Jenkins also thanked his parents, a janitor at Coit tower for 25 years and a stay-at-home mother, who taught him the value of public service. He also thanked his life partner, whom he called out and said he loved to this day.
His sexual orientation, Jenkins said, is perhaps the "greatest challenge of my life, and it hasn't been easy."
“I want these young people to know that living a life of authenticity is the greatest gift you can give yourself. And if you do that, you will find yourself in a position where people see you,” Jenkins said. “Thank you, Governor Newsom, for seeing me.”
Jenkins added that he was "truly humbled and honored to be asked by the governor to continue serving the people of California on the Supreme Court. If confirmed, I will serve with the highest ethical standards that have guided me throughout my career, informed by the law and what I understand to be fair and just.”
Jenkins was born and raised in the Bay Area and as a young boy, cleaned office buildings and churches with his late father. He earned a Juris Doctor degree from the University of San Francisco School of Law.
He became a civil rights attorney working under President Ronald Reagan and served as an Associate Justice on the California Court of Appeal, First Appellate District from 2008 to 2019. He was appointed by President Bill Clinton to the U.S. District Court for the Northern District of California in 1997 and served on the bench until 2008.
In addition to his recent judicial service, Jenkins served as a judge on the Alameda County Superior Court from 1992 to 1997 and on the Oakland Municipal Court from 1989 to 1992. From 1986 to 1989, he was a trial attorney with the Pacific Bell Legal Department of San Francisco and from 1983 to 1986, he worked in the U.S. Department of Justice as a trial attorney litigating civil rights cases. From 1980 to 1983, he worked as a prosecutor for the Alameda County District Attorney’s Office.
Most recently, he has been Newsom’s judicial appointments secretary.
During his career, Newsom's office pointed out that Jenkins pursued cases involving police misconduct and cross burnings. He has also worked to promote gender equality through cases on pregnancy-related leave and sex discrimination.

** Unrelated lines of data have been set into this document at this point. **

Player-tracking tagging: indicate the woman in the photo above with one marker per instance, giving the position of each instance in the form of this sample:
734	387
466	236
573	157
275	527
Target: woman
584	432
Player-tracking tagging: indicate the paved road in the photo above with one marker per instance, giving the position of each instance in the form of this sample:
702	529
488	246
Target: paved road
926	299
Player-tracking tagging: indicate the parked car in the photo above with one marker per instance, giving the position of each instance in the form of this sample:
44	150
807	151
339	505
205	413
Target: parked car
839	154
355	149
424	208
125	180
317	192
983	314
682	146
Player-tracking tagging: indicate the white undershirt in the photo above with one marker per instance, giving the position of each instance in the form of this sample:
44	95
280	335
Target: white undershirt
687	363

Thelton Henderson, retired senior U.S. District Judge of the U.S. District Court of the Northern District of California, said in a statement that he first met Jenkins more than 30 years ago when he dropped in his office after hearing that he too, played football.
"I didn’t usually take drop-ins but he seemed special and so sincere," Henderson said. "We talked for hours that day about the law and how to stay connected to the communities we grew up in. I can say without a doubt that I have never seen a harder working and more dedicated judicial officer in my entire career. Nobody stayed in the office later than Marty. He was intensely aware that real people’s lives were affected by his rulings and wanted to make sure he got it right."
Newsom's nomination must be submitted to the State Bar's Commission on Judicial Nominees Evaluation and confirmed by the Commission on Judicial Appointments. The Commission on Judicial Appointments consists of Chief Justice Tani Cantil-Sakauye, Attorney General Xavier Becerra and senior presiding justice of the state Court of Appeal J. Anthony Kline.
Jenkins' salary would be $261,949.
Newsom said he hoped that process could take place within the next month.
This story was reported from Oakland, Calif.